What is Guardrails?

Guardrails is a powerful tool that help with faster adoption of Large Language Models (LLMs) in your organization. It provides an API to that detects and prevents security and privacy challenges such as Prompt Injection, Toxicity, NSFW, PII, and more.

What are detectors and what are they used for?

Detectors are a set of rules that Guardrails uses to detect and prevent security and privacy issues. They are used to identify potential issues in your code and provide guidance on how to fix them.

Prompt Injection Detector

Recognizes patterns that may indicate an prompt injection attack or jailbreak attempt protecting the system from malicious inputs. The detector returns a binary value (0 for benign, 1 for attack) for indicating whether the input is a potential injection attempt and also provides confidence levels for the detection.

Toxicity Detector

The detector provides a detailed analysis of the text’s toxicity, indicating the presence and levels of general toxicity, obscene language, insults, threats, and identity hate. The detector returns a list of dictionaries, each containing the following information:

  • score: The score of the text on a scale of 0 to 100, with higher scores indicating a higher level of toxicity.
  • type: The type of toxicity detected, such as “obscene”, “insult”, “threat”, or “identity_hate”.

NSFW Detector

Analyses text for content that may be inappropriate for workplace environments, such as explicit language or adult themes, ensuring professionalism and compliance with workplace standards. The detector returns a binary value (0 for sfw, 1 for nsfw) indicating whether the text is not safe for work.

PII Detector

Detects the presence of Personally Identifiable Information (PII) within the text, helping to prevent the unintentional disclosure of sensitive data. The detector returns secrets, PII, IP addresses, and URLs.

Topic Detector

Analyzes text to determine if it aligns with the given specific topic or field of interest. You can provide the topic keyword as a string or a list of strings. The detector returns a binary value (0 for off-topic, 1 for on-topic) indicating whether the text aligns with the given topic.

Keyword Detector

This Detector is designed to scan text for specific words or phrases that are predefined as significant, sensitive, or requiring special attention, such as banned or proprietary terms. In the provided output, you can expect to see which keywords were detected, the count of each keyword’s occurrence, and a version of the text with the detected keywords redacted to maintain confidentiality or compliance.

Policy Violation Detector

This detector checks if the generated text adheres to specified policies or guidelines. It helps ensure that the content complies with predefined rules and standards. The detector returns a binary value (0 for compliant, 1 for violation) indicating whether the text violates the specified policies.

Bias Detector

This detector identifies and mitigates potential biases in the generated text. It helps ensure that the content is fair and unbiased across various dimensions such as gender, race, or age. The detector returns a binary value (0 for unbiased, 1 for biased) indicating whether the text exhibits bias.

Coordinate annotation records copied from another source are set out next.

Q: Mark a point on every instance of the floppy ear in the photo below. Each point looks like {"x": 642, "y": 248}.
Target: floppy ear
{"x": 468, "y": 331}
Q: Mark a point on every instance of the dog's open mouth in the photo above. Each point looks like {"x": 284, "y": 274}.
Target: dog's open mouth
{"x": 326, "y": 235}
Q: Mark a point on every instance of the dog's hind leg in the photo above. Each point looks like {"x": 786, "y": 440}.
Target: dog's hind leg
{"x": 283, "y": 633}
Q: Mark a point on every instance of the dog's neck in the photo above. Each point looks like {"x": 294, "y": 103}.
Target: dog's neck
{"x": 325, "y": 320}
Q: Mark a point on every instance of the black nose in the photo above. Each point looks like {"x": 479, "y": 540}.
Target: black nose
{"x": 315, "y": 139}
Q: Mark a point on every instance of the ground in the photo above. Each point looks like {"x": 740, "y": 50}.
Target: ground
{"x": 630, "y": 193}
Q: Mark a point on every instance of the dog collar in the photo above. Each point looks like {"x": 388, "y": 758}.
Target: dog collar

This detector identifies potential leaks of copyrighted material or intellectual property in the generated text. It helps protect against unintended use or distribution of protected content. The detector returns copyright_ip_similarity binary value (0 for not similar, 1 for similar) indicating whether the text contains copyrighted or proprietary information.

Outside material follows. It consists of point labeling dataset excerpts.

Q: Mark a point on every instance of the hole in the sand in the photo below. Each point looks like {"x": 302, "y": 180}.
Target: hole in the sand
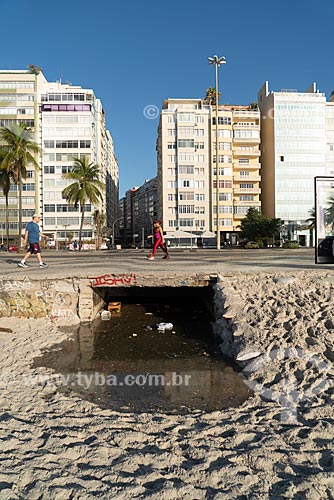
{"x": 128, "y": 364}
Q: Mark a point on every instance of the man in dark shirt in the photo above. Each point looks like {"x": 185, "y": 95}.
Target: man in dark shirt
{"x": 31, "y": 236}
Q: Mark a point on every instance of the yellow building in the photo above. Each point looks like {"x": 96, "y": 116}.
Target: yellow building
{"x": 193, "y": 195}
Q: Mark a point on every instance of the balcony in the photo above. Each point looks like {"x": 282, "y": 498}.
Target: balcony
{"x": 253, "y": 126}
{"x": 246, "y": 166}
{"x": 246, "y": 113}
{"x": 246, "y": 152}
{"x": 248, "y": 140}
{"x": 253, "y": 177}
{"x": 238, "y": 189}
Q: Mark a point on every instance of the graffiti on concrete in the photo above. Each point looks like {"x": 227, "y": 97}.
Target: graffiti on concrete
{"x": 24, "y": 299}
{"x": 6, "y": 285}
{"x": 113, "y": 279}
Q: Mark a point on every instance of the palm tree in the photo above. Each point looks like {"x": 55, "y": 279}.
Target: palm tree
{"x": 210, "y": 95}
{"x": 311, "y": 221}
{"x": 5, "y": 181}
{"x": 19, "y": 150}
{"x": 85, "y": 188}
{"x": 99, "y": 220}
{"x": 330, "y": 211}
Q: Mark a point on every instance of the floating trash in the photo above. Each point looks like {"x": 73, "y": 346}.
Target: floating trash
{"x": 162, "y": 327}
{"x": 105, "y": 315}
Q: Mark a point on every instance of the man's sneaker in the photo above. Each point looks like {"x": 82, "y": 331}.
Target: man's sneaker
{"x": 22, "y": 264}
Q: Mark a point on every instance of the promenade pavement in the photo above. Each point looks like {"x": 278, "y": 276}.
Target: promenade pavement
{"x": 65, "y": 264}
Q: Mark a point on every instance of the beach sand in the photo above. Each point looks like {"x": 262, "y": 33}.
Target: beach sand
{"x": 276, "y": 445}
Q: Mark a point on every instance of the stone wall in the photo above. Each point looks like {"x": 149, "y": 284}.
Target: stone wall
{"x": 68, "y": 299}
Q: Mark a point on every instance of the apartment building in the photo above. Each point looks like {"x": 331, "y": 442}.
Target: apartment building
{"x": 68, "y": 122}
{"x": 297, "y": 144}
{"x": 198, "y": 189}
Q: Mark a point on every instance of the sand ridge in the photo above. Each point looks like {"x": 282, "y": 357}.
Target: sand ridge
{"x": 56, "y": 446}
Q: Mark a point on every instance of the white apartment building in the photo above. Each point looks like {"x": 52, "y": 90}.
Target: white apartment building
{"x": 68, "y": 122}
{"x": 296, "y": 146}
{"x": 191, "y": 196}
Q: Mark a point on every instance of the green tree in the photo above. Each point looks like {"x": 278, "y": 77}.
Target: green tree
{"x": 255, "y": 226}
{"x": 85, "y": 188}
{"x": 19, "y": 150}
{"x": 311, "y": 223}
{"x": 210, "y": 95}
{"x": 99, "y": 220}
{"x": 5, "y": 181}
{"x": 330, "y": 211}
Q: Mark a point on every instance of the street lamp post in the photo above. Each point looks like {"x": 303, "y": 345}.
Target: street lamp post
{"x": 217, "y": 61}
{"x": 113, "y": 230}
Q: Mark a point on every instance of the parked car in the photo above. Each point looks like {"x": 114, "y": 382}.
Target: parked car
{"x": 252, "y": 244}
{"x": 326, "y": 250}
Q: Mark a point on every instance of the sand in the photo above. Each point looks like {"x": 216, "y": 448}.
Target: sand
{"x": 277, "y": 445}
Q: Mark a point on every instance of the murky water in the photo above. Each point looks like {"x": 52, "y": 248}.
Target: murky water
{"x": 127, "y": 364}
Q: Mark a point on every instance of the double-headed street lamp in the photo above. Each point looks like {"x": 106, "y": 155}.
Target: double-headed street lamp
{"x": 217, "y": 61}
{"x": 113, "y": 230}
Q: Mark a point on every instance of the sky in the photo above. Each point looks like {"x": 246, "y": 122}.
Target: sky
{"x": 134, "y": 54}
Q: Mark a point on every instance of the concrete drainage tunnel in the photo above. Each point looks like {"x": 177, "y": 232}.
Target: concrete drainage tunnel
{"x": 150, "y": 349}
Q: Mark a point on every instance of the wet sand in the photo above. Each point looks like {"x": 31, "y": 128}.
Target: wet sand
{"x": 276, "y": 445}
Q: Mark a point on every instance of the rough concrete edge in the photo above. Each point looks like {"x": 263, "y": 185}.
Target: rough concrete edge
{"x": 228, "y": 305}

System Prompt Similarity Detector

This detector identifies potential leaks of system prompts or AI model information in the generated text. It helps maintain the integrity of the AI system by preventing unintended disclosures of internal prompts or model details. The detector returns system_prompt_similarity binary value (0 for not similar, 1 for similar) indicating whether the text contains system prompts or model information.

PII anonymization and de-anonymization

Anonymizes the request text and de-anonymizes the response text.

Hallucinations Detector

This detector takes a request text and the corresponding response text to check for potential Hallucination in the output of a LLM response. The detector outputs a boolean value indicating whether the response text contains Hallucination. The detector returns a boolean value (false for no hallucination, true for hallucination) indicating whether the text contains hallucination.

Adherence Detector

Analyses the adherence of a generated answer to a given context, ensuring that the response aligns with the provided information. The detector returns an adherence score indicating how well the answer adheres to the context. This detecor returns adherence_score binary value (0 for not adherent, 1 for adherent) indicating whether the text is adherent to the context.

Relevancy Detector

Analyses the relevance of a generated answer to a given question, ensuring that the response appropriately addresses the query. The detector returns a relevancy score indicating how well the answer relates to the question. This detector returns relevancy_score binary value (0 for not relevant, 1 for relevant) indicating whether the text is relevant to the question.